インターネットの第一創世記を支えたYahoo!の創設者の1人であり、CEOだったジェリー・ヤン氏がCEOを退任した。創設者と言えども、取締役会の決定に従うのがルール。個人的な思い入れはないのだが、インターネットの創世記を支えた人が追いやられる感じがして、ちょっと悲しい。

さて、Forbesという雑誌のオンライン版に、そのYahooの5つの失策という記事が掲載されていた。

だいたいこうした記事は後付で誤算だった事柄を挙げていくので、その時々の経営判断とその環境を見ないと失策とは言い切れないとは思う。だが、何か失敗には学べないか?という感じがつきまとう。

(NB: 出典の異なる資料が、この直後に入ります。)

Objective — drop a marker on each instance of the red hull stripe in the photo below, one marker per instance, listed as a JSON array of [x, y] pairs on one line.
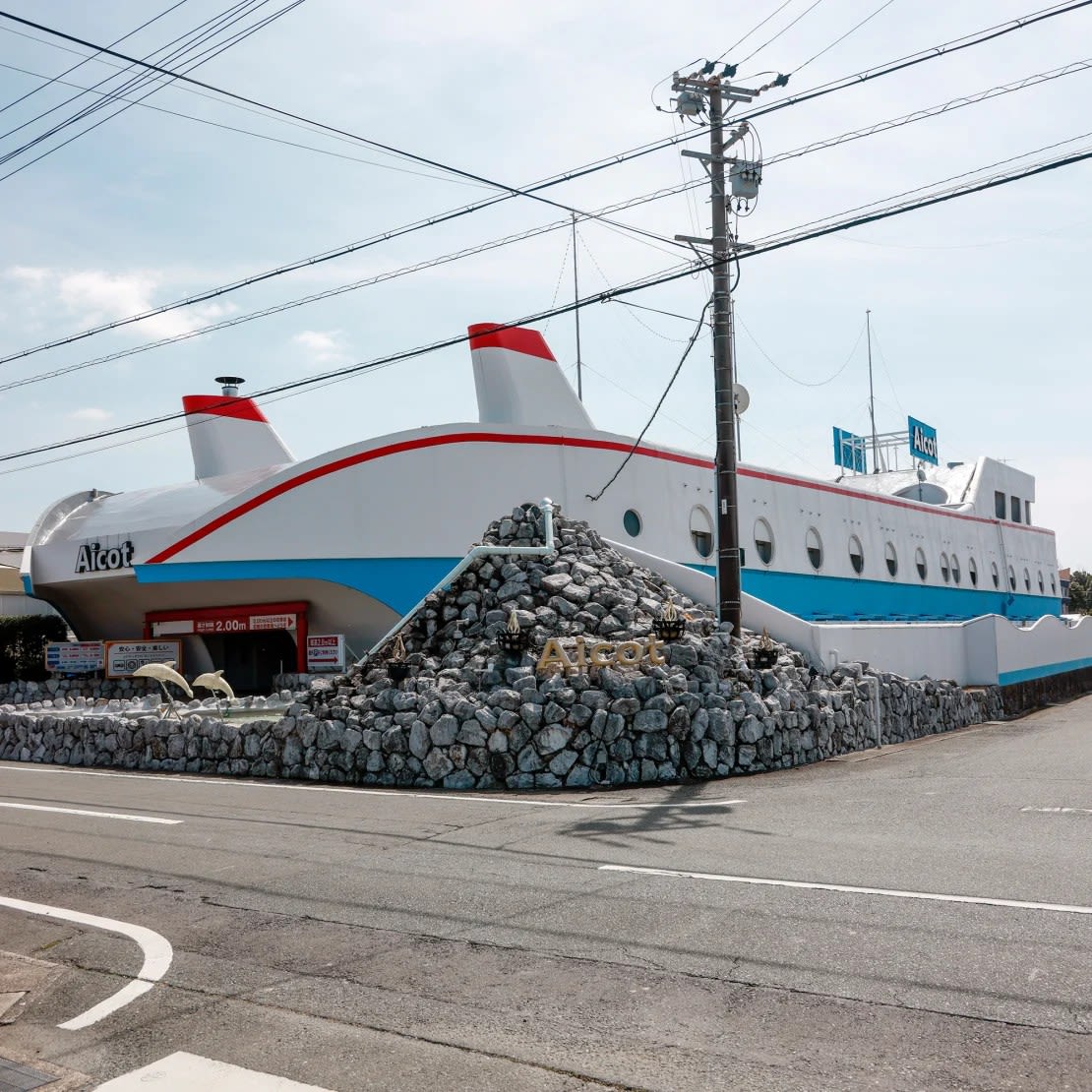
[[221, 405], [564, 441], [516, 338]]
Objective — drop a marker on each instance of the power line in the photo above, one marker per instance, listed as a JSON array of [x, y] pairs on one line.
[[364, 140], [638, 285], [831, 88], [852, 30]]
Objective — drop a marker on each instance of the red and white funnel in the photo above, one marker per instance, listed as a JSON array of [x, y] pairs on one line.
[[229, 434]]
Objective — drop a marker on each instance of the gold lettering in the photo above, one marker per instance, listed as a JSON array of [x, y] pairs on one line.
[[554, 656], [598, 657], [654, 644]]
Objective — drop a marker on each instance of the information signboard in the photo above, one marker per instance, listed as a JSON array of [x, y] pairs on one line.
[[123, 657], [76, 657], [326, 652]]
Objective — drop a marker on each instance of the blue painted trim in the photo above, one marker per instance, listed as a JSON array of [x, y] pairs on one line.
[[1024, 674], [817, 597], [398, 582]]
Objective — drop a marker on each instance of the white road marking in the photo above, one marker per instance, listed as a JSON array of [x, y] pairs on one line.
[[156, 949], [394, 794], [1062, 812], [758, 881], [180, 1071], [97, 815]]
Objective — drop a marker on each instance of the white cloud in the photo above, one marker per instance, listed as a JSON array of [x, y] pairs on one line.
[[323, 347]]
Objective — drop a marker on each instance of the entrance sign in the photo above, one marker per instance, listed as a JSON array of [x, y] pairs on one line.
[[94, 557], [123, 657], [923, 441], [599, 654], [326, 652], [76, 657]]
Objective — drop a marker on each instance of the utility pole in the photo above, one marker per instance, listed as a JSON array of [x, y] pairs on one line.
[[696, 94]]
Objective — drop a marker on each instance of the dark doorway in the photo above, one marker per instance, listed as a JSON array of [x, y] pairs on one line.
[[251, 659]]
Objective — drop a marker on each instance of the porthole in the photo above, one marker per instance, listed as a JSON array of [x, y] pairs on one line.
[[763, 541], [892, 559], [701, 531], [856, 555]]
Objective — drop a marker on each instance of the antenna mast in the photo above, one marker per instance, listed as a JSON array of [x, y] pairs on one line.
[[576, 296], [872, 397]]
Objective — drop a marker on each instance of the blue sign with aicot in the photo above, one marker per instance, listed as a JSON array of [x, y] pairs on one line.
[[923, 441], [850, 451]]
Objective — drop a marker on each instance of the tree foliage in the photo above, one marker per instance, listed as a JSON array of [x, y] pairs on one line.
[[1080, 592]]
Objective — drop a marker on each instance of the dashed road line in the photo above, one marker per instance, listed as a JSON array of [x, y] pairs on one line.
[[846, 889], [97, 815], [156, 949]]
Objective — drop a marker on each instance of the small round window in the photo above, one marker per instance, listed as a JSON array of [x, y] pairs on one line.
[[892, 559], [763, 542], [856, 554], [701, 531]]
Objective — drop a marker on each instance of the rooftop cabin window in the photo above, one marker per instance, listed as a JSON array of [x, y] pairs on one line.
[[814, 545]]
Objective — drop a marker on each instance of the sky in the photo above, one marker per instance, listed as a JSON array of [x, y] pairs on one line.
[[979, 306]]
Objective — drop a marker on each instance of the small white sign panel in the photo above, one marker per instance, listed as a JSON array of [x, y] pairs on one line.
[[123, 657], [76, 657], [326, 652]]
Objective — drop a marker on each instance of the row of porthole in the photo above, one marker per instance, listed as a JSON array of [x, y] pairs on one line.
[[950, 572], [701, 535]]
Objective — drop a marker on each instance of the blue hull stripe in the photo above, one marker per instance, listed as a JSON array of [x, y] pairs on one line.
[[398, 582], [1006, 678], [842, 598]]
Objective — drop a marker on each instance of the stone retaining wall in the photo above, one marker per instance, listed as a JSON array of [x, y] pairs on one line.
[[469, 717]]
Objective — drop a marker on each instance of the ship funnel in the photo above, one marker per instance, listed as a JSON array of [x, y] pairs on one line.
[[229, 434], [518, 383], [230, 385]]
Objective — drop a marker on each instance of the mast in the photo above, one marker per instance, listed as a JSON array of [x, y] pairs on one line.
[[872, 396], [576, 297]]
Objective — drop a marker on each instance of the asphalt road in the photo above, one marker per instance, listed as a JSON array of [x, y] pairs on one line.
[[361, 940]]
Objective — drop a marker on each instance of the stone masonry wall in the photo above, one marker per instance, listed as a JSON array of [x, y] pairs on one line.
[[469, 717]]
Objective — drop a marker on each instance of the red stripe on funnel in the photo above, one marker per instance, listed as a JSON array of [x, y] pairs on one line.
[[221, 405], [516, 338]]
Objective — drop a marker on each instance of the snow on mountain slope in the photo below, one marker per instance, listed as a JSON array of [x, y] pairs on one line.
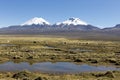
[[36, 21], [72, 21]]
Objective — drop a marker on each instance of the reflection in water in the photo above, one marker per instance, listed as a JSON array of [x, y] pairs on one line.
[[58, 67]]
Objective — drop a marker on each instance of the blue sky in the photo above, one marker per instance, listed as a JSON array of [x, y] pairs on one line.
[[101, 13]]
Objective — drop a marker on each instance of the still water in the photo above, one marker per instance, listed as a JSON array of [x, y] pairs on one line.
[[48, 67]]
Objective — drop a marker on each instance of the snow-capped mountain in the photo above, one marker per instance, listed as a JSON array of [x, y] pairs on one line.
[[36, 21], [72, 21]]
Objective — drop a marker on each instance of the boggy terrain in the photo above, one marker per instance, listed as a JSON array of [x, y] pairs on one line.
[[51, 49], [38, 49]]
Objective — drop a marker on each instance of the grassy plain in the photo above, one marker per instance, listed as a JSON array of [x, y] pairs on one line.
[[39, 48]]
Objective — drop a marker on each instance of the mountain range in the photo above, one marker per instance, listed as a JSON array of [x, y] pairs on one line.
[[73, 27]]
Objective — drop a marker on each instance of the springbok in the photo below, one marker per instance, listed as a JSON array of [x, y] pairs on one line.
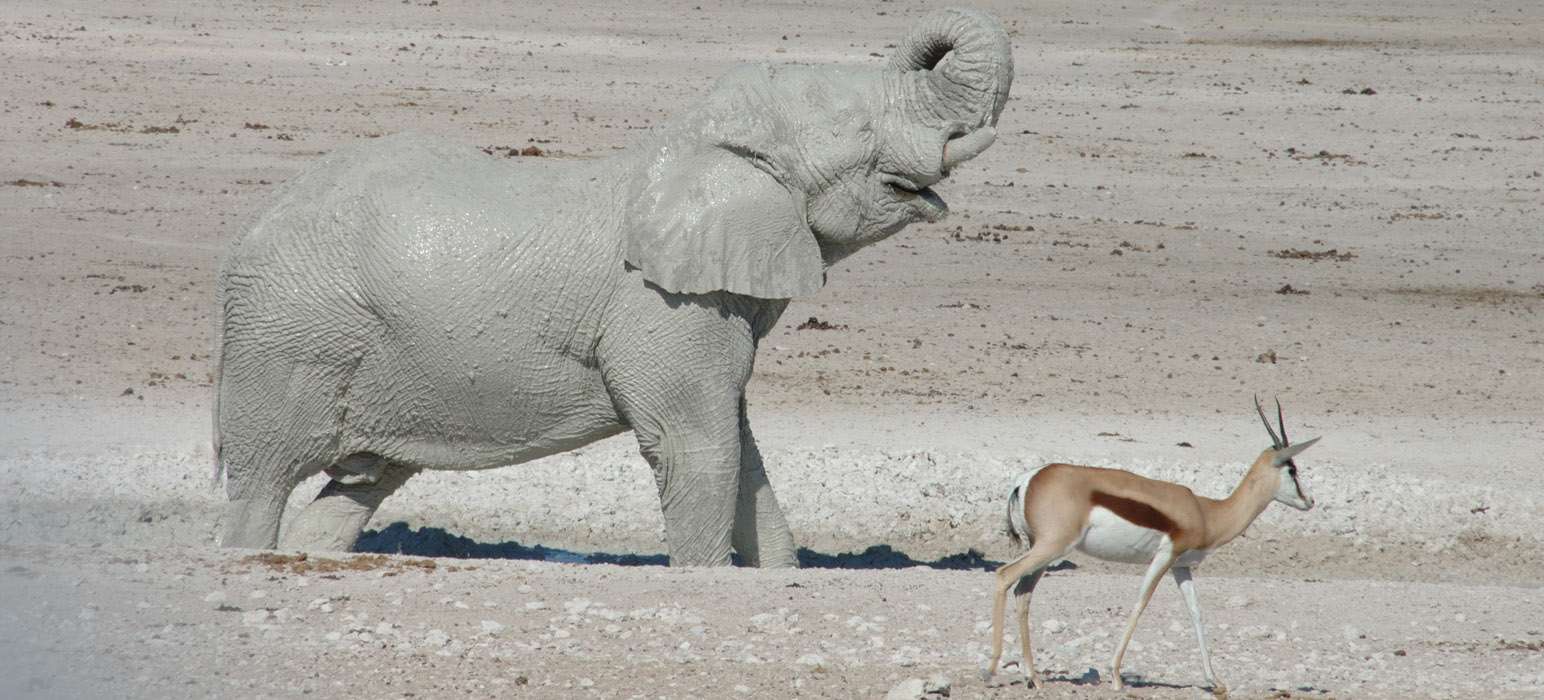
[[1120, 516]]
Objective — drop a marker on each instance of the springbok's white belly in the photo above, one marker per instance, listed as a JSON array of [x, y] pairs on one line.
[[1113, 538]]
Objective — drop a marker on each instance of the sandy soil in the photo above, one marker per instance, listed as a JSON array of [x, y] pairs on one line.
[[1186, 206]]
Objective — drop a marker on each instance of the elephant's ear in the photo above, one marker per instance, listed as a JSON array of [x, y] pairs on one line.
[[715, 221]]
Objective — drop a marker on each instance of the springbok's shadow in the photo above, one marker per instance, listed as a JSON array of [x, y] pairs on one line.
[[1090, 677], [434, 541]]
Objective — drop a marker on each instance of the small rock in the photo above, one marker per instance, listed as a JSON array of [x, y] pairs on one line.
[[908, 689]]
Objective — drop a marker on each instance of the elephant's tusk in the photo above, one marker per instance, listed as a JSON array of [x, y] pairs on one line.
[[965, 147]]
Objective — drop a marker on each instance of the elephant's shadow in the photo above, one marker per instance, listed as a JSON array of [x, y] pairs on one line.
[[434, 541]]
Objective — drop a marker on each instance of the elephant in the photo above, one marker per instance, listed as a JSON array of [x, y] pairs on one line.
[[417, 305]]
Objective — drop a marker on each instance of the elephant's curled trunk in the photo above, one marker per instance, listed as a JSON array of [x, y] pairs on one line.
[[965, 62]]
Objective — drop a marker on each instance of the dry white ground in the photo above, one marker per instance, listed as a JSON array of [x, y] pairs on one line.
[[1188, 204]]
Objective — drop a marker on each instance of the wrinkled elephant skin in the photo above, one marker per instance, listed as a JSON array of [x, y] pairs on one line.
[[417, 305]]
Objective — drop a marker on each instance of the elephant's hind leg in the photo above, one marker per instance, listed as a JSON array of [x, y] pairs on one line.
[[253, 521], [345, 506]]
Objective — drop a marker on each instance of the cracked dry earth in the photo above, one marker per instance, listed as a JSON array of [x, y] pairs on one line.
[[1186, 206]]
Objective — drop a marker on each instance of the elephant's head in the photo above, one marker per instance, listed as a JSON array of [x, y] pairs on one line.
[[785, 170]]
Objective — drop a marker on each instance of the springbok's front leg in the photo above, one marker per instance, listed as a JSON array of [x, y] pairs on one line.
[[1155, 570], [1181, 578]]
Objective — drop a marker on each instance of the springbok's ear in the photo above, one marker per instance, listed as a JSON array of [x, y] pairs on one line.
[[714, 220], [1286, 453]]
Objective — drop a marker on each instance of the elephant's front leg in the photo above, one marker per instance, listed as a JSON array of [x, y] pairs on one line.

1. Aborted Projects Yahoo! is rife with projects that have been started, with great fanfare, only to die quietly months, sometimes years, later. Rank and file employees don't deny it: "They wasted a lot of money on projects that have been scrapped," one engineer said of the company's management.

1. 中止になっているプロジェクト
Yahoo!はかなりのファンファーレを鳴らして始められ、その月、時々は数年して静かに死んだプロジェクトの数がおびただしい。一般従業員もそれを否定せず、 「彼らは中断されたプロジェクトに沢山のお
金を浪費した」と、1人の技術者が会社の経営について言いました。

2. Missing the Google Express
Yahoo! had the chance to buy Google in 2002. Then-Chief Executive Terry Semel reportedly balked at the $5 billion price after months of negotiation. In retrospect, that was clearly a mistake.

2. Google急行に乗り遅れました
Yahoo!には、2002年にGoogleを買う機会がありました。 伝えられるところによれば、次に、CEOだったTerry Semelは何カ月もの交渉の後に(googleが)50億ドルの価格となった事に躊躇しました。 結果として、それは明確に誤りでした。

3. Hiring Terry Semel
Another commonly cited mistake: hiring former Warner Bros. studio honcho Terry Semel as chief executive. Yahoo! stumbled in the wake of the tech bust early in the decade. It brought in Semel to turn things around. In retrospect, however, Semel was just riding a powerful rebound that other managers, such as the boys at Google, were playing far more skillfully.
Semel declined to buy Google; at the same time, he funded a push into media that has largely foundered.

3. Terry Semelを雇った事
他に一般的に引用される誤りとして、最高経営責任者として前のワーナーブラザーススタジオ指導者Terry Semelを雇ったことが挙げられます。Yahoo!は10年間ぐらい、科学技術でつまずきました。
Semelは、Googleを買うのを断りました。 同時に、彼はメディアへ膨大な資金を提供しました。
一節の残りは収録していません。